Employees too will soon have the right to know what personal information a company collects on them and be able to access it, as well as the ability to correct that information and request its deletion.
Companies already complying with consumer privacy requests aren’t necessarily ready for the employee expansion, though. Organizations usually house employee and consumer data separately, and the worker information is often unstructured, said Daniel Felz, a senior associate at Alston & Bird LLP in Atlanta.
“It’s not necessarily in one spot,” Felz said. The good news is that many companies “already make a ton of data available to employees,” he said.

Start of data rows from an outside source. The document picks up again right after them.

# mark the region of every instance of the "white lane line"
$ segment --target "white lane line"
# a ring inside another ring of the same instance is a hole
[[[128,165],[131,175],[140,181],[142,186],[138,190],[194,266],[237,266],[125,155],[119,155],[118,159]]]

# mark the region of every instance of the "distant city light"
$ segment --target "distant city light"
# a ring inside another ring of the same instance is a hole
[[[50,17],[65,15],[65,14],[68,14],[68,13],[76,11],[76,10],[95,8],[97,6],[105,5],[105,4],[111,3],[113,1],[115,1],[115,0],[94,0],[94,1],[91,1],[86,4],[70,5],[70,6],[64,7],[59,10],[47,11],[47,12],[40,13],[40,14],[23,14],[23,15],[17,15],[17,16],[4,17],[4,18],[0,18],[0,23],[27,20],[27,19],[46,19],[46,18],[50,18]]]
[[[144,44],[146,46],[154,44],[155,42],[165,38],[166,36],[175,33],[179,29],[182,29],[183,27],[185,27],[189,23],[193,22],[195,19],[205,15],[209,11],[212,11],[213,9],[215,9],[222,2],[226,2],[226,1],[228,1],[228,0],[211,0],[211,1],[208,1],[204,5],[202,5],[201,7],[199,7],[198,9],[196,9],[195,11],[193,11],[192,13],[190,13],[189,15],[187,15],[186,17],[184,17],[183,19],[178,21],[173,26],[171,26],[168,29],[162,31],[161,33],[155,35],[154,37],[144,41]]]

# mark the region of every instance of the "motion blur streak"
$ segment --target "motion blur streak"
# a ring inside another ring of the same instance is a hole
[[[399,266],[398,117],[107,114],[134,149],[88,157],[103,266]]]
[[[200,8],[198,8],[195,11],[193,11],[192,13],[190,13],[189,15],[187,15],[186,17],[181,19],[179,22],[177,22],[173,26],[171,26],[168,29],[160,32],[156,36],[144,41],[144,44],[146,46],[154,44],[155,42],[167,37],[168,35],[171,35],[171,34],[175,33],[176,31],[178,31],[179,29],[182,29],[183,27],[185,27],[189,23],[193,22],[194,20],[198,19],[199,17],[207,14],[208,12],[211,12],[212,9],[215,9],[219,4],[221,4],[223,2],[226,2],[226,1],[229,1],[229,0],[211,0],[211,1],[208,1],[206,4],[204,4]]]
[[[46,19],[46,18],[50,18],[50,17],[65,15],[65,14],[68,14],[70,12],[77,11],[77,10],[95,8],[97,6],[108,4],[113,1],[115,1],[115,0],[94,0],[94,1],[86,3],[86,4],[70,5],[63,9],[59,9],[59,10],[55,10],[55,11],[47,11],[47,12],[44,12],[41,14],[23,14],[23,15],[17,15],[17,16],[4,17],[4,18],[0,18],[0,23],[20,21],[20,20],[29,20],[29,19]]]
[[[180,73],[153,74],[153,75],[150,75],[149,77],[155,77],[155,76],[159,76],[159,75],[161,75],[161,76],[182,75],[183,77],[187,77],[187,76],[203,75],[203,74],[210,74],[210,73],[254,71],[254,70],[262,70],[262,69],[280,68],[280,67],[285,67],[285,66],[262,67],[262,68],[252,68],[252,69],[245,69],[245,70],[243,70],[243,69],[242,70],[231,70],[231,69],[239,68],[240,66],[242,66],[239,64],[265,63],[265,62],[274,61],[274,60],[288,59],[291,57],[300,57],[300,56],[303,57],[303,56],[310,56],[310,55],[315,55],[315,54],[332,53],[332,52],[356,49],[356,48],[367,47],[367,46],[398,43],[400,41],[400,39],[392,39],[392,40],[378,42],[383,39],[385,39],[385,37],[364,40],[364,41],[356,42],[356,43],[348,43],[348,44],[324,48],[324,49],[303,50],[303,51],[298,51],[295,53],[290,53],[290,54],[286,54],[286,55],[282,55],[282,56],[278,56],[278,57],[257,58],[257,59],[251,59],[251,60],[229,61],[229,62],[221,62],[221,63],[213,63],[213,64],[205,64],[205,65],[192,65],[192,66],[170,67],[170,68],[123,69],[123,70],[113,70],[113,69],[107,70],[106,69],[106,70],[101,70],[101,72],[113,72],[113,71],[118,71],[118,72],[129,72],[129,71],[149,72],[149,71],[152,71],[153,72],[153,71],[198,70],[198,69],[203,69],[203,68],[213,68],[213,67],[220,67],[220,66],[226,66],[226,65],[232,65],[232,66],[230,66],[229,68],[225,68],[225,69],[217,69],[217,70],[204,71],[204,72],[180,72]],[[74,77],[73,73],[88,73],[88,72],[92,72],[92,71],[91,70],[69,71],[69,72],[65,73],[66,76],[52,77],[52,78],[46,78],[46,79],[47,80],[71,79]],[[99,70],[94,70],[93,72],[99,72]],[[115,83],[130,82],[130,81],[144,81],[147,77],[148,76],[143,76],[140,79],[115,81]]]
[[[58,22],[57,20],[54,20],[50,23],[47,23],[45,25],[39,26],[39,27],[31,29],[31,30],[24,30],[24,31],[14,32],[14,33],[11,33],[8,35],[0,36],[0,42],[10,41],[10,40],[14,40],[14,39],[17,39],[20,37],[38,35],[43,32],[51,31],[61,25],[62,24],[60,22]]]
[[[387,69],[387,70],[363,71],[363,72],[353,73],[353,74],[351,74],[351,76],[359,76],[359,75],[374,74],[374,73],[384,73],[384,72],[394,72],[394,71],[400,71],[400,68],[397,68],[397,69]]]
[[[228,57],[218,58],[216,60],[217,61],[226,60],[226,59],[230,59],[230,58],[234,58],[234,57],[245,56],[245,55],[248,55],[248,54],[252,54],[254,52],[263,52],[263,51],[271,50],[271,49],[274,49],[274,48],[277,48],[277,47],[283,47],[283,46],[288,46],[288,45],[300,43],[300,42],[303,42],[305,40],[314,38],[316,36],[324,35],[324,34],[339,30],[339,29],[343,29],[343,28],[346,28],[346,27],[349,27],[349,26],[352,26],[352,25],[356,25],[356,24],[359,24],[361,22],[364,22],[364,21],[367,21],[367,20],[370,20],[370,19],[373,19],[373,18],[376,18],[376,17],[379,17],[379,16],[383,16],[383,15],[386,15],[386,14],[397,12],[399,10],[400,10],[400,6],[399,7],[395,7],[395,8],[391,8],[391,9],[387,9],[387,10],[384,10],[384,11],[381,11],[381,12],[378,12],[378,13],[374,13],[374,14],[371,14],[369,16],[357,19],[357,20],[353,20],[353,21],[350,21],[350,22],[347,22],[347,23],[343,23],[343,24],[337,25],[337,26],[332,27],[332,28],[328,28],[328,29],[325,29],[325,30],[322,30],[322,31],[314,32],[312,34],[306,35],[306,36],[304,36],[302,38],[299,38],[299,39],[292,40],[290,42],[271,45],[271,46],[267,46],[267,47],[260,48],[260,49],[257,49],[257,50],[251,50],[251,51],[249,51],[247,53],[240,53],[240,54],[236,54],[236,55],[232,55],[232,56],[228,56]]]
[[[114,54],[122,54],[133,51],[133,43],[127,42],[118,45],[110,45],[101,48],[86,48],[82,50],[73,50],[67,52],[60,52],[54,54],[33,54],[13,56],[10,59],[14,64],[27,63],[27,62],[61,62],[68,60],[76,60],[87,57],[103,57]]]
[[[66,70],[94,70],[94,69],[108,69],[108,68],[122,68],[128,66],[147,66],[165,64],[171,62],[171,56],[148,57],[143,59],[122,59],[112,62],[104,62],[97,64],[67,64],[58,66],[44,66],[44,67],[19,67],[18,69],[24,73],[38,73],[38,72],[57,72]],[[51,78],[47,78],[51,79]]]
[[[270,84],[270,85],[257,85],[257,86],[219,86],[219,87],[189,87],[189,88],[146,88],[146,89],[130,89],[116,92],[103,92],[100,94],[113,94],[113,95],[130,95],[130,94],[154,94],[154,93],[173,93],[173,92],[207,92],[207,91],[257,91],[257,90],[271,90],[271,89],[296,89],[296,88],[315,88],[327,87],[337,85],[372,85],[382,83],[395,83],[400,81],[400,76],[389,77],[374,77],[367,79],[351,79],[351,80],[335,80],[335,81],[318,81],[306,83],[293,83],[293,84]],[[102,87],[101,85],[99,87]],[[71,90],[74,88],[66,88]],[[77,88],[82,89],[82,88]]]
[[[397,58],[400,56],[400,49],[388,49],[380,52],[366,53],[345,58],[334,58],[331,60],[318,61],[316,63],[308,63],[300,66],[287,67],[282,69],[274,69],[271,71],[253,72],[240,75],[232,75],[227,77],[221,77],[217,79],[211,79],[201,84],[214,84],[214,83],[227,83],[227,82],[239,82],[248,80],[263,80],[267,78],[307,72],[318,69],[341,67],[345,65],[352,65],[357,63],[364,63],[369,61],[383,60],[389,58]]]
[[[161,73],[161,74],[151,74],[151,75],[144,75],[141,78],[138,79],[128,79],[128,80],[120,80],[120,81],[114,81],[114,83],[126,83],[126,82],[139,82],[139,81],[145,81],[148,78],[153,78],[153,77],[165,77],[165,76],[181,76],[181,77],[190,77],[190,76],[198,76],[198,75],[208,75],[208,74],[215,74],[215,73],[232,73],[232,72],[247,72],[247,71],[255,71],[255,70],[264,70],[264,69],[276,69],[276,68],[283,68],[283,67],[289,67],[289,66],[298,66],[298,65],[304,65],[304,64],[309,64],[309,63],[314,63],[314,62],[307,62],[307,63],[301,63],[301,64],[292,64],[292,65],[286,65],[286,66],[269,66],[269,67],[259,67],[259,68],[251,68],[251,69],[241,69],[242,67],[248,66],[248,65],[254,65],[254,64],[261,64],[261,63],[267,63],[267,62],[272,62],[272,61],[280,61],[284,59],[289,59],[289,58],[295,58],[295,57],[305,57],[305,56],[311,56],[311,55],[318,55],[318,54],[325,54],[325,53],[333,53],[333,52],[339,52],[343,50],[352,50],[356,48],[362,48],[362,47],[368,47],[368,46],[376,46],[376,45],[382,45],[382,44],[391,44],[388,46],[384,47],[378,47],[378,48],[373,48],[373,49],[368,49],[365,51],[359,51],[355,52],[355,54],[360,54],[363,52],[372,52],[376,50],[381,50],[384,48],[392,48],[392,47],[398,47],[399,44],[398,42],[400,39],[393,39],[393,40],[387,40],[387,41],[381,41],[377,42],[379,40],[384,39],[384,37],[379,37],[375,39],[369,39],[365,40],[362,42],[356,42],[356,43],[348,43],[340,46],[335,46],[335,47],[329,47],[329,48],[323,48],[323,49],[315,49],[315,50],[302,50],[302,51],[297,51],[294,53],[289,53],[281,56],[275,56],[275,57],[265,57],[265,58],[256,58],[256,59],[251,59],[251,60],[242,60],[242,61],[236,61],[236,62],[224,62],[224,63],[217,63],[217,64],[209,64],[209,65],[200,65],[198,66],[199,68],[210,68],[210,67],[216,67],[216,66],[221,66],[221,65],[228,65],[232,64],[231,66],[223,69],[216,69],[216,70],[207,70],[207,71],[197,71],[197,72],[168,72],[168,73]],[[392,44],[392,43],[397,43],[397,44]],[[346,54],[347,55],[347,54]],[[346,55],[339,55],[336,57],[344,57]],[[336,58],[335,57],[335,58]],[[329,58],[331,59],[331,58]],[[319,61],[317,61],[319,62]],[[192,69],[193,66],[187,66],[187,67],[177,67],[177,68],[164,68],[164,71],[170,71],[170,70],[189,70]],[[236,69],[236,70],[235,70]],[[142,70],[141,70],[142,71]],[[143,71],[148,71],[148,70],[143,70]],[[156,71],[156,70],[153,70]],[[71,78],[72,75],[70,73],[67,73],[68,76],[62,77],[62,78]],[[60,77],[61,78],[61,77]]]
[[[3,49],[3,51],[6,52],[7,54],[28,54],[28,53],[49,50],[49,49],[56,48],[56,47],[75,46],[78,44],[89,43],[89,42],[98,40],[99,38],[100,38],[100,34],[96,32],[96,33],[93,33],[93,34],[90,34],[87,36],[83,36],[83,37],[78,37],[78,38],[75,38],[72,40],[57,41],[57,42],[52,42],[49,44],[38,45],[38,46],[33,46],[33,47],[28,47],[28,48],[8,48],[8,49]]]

Employers are looking to leverage existing self-serve tools that let workers see their pay stubs or correct an address, for example, said Lindsey Tonsager, co-chair of Covington & Burling LLP’s global privacy and cybersecurity practice.
The changes are also prompting employers to look at their records retention procedures to determine whether they can limit the information they keep that would fall under the requests, Mathews said. She also recommended companies encourage “careful communications” to be thoughtful about what’s put in writing about employees and applicants.
High Stakes
Privacy-related requests from employees, former employees, or job candidates are more likely to stem from a dispute or precede litigation than those made by consumers, Mathews said. Workplace requests could also seek sensitive information that an employer may not want to delete or hand over, such as interview notes, she said.
“The stakes are high and these requests need to be handled well—carefully—for the company,” Mathews said.
Companies should notify HR and legal when they receive requests, she said. Employers will also consider the law’s exceptions to providing data in some cases, such as attorney-client privilege, Mathews said.
Businesses will have an easier time verifying who’s asking for the data when a request comes from a current employee instead of a consumer, Tonsager said. But the workplace provisions come with the possibility of misuse “to achieve ends completely unrelated to privacy,” she said.
“You’re trying to address a different set of harms,” Tonsager said.
New Rights
Employees are entitled to the information outlined in California’s privacy act, and it’s still speculation how the provisions will be used, Wang said. The newness of the workplace rights in the US leaves open questions about how they will be implemented, he said.
“It’s too early yet to say exactly how it’s going to play out,” Wang said.
Employment lawyers should be aware of the law so that clients know their rights and that there are retaliation protections, Wang said. Workers can also save the pre-collection notices provided by their employers to understand what type of data is at stake, he said.
“They should be aware that such rights exist,” Wang said.